Opini

Mayoritas Buruh Migran Itu Nahdliyin

Sab, 27 November 2004 | 04:31 WIB

Oleh Wahyu Susilo

BAGI Nahdlatul Ulama, tahun 2004 merupakan tahun sibuk. Selama tiga putaran kampanye Pemilu 2004
(legislatif, pilpres tahap I, dan pilpres tahap II), NU menjadi pangsa dan arena politik.

<>

Maka, dalam Pemilu 2004, dinamika dan iklim politik di
tubuh NU meningkat. Konflik antara Abdurrahman Wahid
(Gus Dur) dan Hasyim Muzadi terjadi dalam pencalonan
presiden dan wapres. Kegagalan dalam pentas politik
berdampak pada keutuhan NU. Muktamar NU, 28 November-2 Desember 2004, menjadi momen penting untuk mengevaluasi kiprah politik NU dan diharapkan
merumuskan kembali khitahnya sebagai organisasi
masyarakat sipil seperti yang dicita-citakan kaum muda
NU belakangan ini.

NU harus memeriksa kembali demografi umatnya yang
mayoritas dari pedesaan. Wajah NU tak pernah berubah
dari ndeso-nya. Situasi ini, sepanjang tahun 2004
tersembunyi (atau terlupakan) di tengah hiruk-pikuk
kontestasi politik yang menggiurkan.

BURUH migran Indonesia (biasa disapa TKI dan TKW)
adalah salah satu wajah nahdliyin. Secara geografis,
daerah basis buruh migran Indonesia adalah area
mayoritas nahdliyin (Jawa Timur dan Madura, Jawa
Tengah, Pantai Utara Jawa Barat, Nusa Tenggara Barat,
dan Lampung). Wajah ini kian terasa marjinal karena
mayoritas yang bekerja sebagai buruh migran Indonesia
adalah perempuan. Kisah-kisah pilu hampir setiap hari
ada di media, dari yang disetrika, diperkosa, bahkan
harus menunggu maut divonis mati di tiang gantungan.

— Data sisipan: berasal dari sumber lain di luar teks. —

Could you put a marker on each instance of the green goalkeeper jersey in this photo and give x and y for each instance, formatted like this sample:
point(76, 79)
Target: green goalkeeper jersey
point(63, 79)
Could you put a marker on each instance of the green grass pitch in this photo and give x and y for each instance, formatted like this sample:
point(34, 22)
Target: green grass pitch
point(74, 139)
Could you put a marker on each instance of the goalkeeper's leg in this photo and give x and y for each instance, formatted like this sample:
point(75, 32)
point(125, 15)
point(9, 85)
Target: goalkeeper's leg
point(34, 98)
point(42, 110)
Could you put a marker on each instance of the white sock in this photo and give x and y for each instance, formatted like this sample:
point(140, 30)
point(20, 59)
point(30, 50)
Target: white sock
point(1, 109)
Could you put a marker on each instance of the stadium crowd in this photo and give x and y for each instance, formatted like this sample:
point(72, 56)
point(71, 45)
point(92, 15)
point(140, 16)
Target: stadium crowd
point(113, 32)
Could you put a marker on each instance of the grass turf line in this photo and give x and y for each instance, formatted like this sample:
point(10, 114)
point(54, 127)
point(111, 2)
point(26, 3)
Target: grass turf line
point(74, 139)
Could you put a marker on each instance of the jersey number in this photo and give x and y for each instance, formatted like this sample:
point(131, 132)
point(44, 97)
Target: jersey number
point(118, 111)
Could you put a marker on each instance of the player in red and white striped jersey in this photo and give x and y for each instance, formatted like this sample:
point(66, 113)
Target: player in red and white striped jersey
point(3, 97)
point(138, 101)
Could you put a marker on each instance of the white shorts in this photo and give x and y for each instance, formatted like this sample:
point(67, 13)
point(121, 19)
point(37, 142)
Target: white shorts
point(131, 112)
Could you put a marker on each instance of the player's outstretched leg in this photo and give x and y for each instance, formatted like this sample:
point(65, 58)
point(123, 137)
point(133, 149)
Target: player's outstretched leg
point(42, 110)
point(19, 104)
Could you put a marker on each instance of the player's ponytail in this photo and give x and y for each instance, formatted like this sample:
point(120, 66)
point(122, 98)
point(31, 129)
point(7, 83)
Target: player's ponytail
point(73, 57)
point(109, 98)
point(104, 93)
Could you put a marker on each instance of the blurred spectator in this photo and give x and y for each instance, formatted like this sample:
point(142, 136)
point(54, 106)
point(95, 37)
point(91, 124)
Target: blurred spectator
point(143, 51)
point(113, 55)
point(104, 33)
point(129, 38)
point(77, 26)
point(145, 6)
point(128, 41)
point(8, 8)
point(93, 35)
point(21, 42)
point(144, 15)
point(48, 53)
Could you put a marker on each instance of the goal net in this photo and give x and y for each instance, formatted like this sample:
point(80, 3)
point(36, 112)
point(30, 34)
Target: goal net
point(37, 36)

Beberapa waktu lalu, sebuah NGO berbasis NU menggelar Bahtsul Masail tentang buruh migran Indonesia, merumuskan rekomendasi dan rencana tindak lanjut. Sayang, langkah awal yang progresif itu tidak mendapat sambutan signifikan. Lembaga Pengembangan Tenaga Kerja NU dan Sarbumusi (serikat buruh afiliasi NU) pasif dalam merespons kasus-kasus buruh migran Indonesia.

Kompleksitas masalah buruh migran Indonesia di Timur
Tengah dan Malaysia hampir tidak pernah menjadi
perhatian Pengurus Cabang Istimewa NU. Kehadiran
anggota legislatif dari NU (di PKB, PPP, Partai
Golkar, dan partai lain) tidak maksimal dalam
memperjuangkan regulasi bagi perlindungan buruh migran
Indonesia. Padahal, jika bisa tampil maksimal,
organ-organ NU ini bisa berfungsi sebagai wahana
advokasi dan artikulasi kepentingan buruh migran
Indonesia.

Langkah-langkah advokatif yang dilakukan Gus Dur saat
menjadi presiden hingga kini bisa menjadi teladan bagi
NU untuk merumuskan program advokasi bagi buruh
migran. Gus Dur pernah langsung menelepon Raja Fahd
(Arab Saudi), meminta pembatalan eksekusi atas Siti
Zaenab, TKW yang divonis mati, dan dipenuhi. Model
diplomasi politik tingkat tinggi ini tidak dilanjutkan
Megawati dan SBY. Bahkan, SBY tak pernah berkomentar tentang vonis mati Herlina Trisnawati. Terakhir, Gus Dur berperan dalam pembebasan Istiqomah dan Casingkem (keduanya ternyata warga NU), sandera TKW di Irak.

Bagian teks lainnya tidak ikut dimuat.